We strongly suggest submitting your package for review before publishing on CRAN or submitting a software paper describing the package to a journal. Review feedback may result in major improvements and updates to your package, including renaming and breaking changes to functions. We do not consider previous publication on CRAN or in other venues sufficient reason to not adopt reviewer or editor recommendations. Do not submit your package for review while it or an associated manuscript is also under review at another venue, as this may result on conflicting requests for changes.

I apologize that we did not previously have clear guidance in place. @lwasser is in the process of adding this language to our guidebook now.

Long story short:
We really appreciate that you want to support pyOpenSci. We would definitely be more than happy to provide you with a review after the review process ends at the journal where you have currently submitted, especially if we can help you add a shiny new pyOpenSci badge to your repo and get more visibility for genomepy.

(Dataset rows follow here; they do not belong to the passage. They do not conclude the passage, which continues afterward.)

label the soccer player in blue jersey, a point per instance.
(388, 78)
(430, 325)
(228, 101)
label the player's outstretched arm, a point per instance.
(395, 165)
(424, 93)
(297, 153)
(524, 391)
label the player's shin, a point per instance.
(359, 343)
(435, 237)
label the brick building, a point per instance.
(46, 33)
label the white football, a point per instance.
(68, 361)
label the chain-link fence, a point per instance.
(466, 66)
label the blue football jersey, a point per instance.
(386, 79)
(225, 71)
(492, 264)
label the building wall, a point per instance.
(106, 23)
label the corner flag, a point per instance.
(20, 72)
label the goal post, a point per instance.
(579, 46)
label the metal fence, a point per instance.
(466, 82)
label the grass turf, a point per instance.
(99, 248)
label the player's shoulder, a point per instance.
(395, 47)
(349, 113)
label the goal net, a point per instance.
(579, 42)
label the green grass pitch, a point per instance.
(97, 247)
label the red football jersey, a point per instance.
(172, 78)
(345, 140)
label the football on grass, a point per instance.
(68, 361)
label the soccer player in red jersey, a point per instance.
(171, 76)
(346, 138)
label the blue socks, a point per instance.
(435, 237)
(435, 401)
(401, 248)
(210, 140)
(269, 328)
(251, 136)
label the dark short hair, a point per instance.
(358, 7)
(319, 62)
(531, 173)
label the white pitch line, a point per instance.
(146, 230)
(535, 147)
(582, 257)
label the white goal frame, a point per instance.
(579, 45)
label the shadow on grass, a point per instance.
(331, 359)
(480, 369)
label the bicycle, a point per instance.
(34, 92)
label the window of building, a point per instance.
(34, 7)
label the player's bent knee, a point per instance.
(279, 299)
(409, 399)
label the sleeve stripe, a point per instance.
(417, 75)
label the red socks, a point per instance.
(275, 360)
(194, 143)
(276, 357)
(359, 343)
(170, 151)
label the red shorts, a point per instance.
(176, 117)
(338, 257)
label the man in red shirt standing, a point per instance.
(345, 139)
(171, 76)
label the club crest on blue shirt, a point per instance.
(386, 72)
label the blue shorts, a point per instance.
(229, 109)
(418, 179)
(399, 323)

Please let me know if that's clear. I appreciate your understanding and patience as we figure out this process on the fly.

simonvh commented 1 year ago

HI @NickleDave, thanks and no worries! I understand that this all needs to be figured out. We'll wait, and I'll check back in at a later stage.

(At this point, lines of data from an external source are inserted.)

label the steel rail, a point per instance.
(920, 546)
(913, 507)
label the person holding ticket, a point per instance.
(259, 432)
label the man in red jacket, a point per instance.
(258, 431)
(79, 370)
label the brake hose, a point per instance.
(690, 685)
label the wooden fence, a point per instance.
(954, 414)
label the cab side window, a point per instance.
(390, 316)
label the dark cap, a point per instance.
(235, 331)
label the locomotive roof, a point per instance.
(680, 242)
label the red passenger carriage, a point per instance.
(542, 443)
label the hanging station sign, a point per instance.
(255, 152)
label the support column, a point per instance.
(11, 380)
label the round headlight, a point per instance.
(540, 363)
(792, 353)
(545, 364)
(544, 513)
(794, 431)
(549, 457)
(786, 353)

Just as an aside, I would personally love for venues like JOSS and pyOpenSci to also be sufficient as publication. At least going by the JOSS review, the review process is much more useful, technically informative and geared towards improving a software package. Less adversarial than the traditional review process as well. However, as far as visibility goes, it is (sadly) in the biosciences still no match for a Pubmed-indexed journal. So in that sense, double citations would I guess still be the way to go.

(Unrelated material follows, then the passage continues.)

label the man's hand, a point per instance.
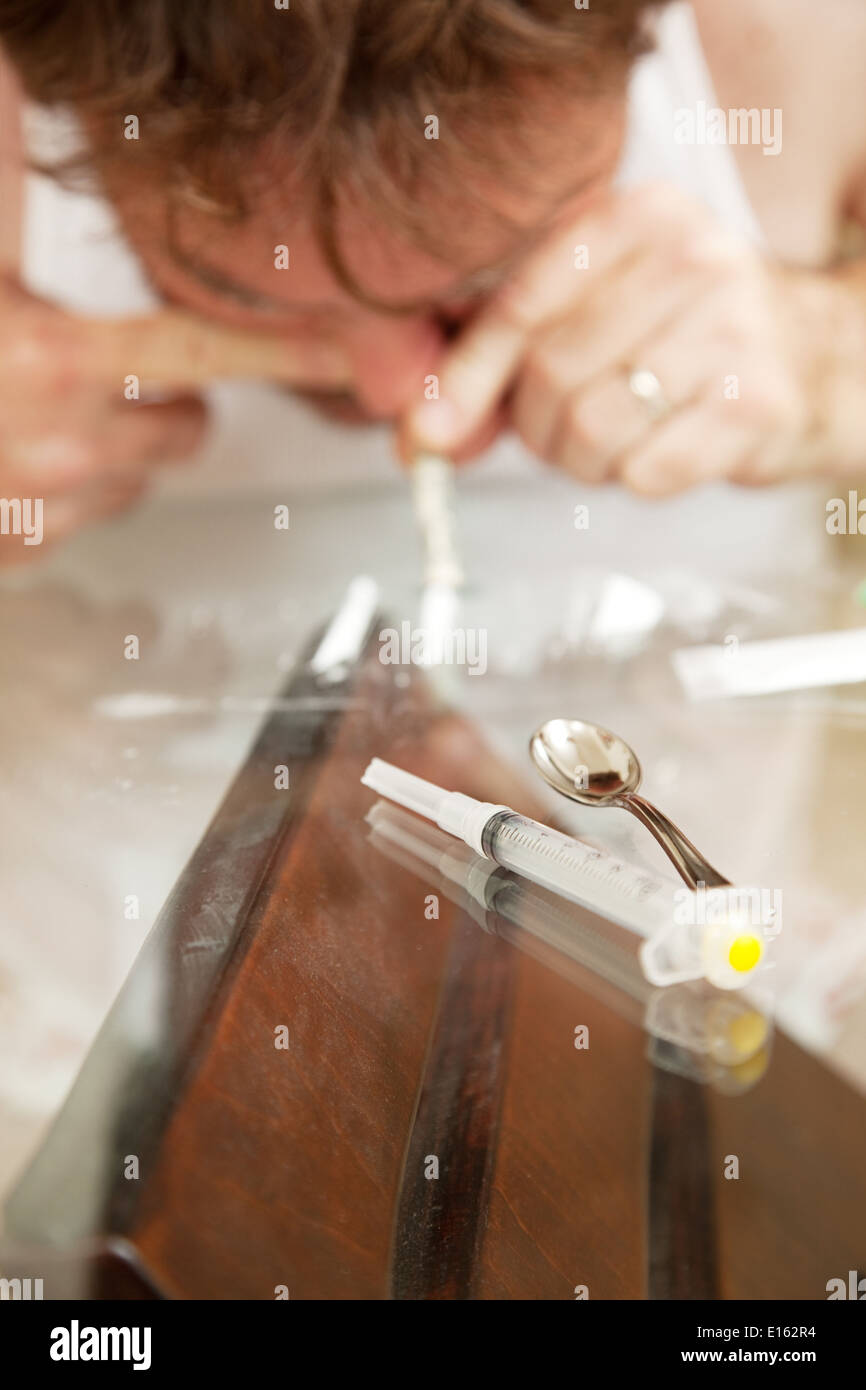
(68, 432)
(738, 360)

I'll close the thread, we can always re-open in the future. Thanks for thinking along!

lwasser commented 1 year ago

@simonvh thank you so much for this feedback. I agree. RopenSci actually has agreements with several publications to allow their review to suffice for that publication's review. Then the publication can focus on the paper part and we focus on the technical part. Please feel free to mention this to the publication that you are working with as we are open to it. We have that type of agreement with JOSS - our review is much more python specific and we offer more things to maintainers such as supporting longer term maintenance and visibility in the scientific python community. So JOSS accepts our review as a part of their process if the package is in scope for them.

SO in short - bare with us as we figure things out. we've been running peer review for a few years but are just getting organized as a new independent organization. As such we have many partnerships to make and much to do!

You are WELCOME to submit to us after your review is done if you want ANOTHER review and the visibility of our platform behind you. And in the meantime send whomever our way to start discussions around the double review vs just accepting our reviews! leah at pyopensci.org is a good way to reach me if you have any other questions or thoughts as well!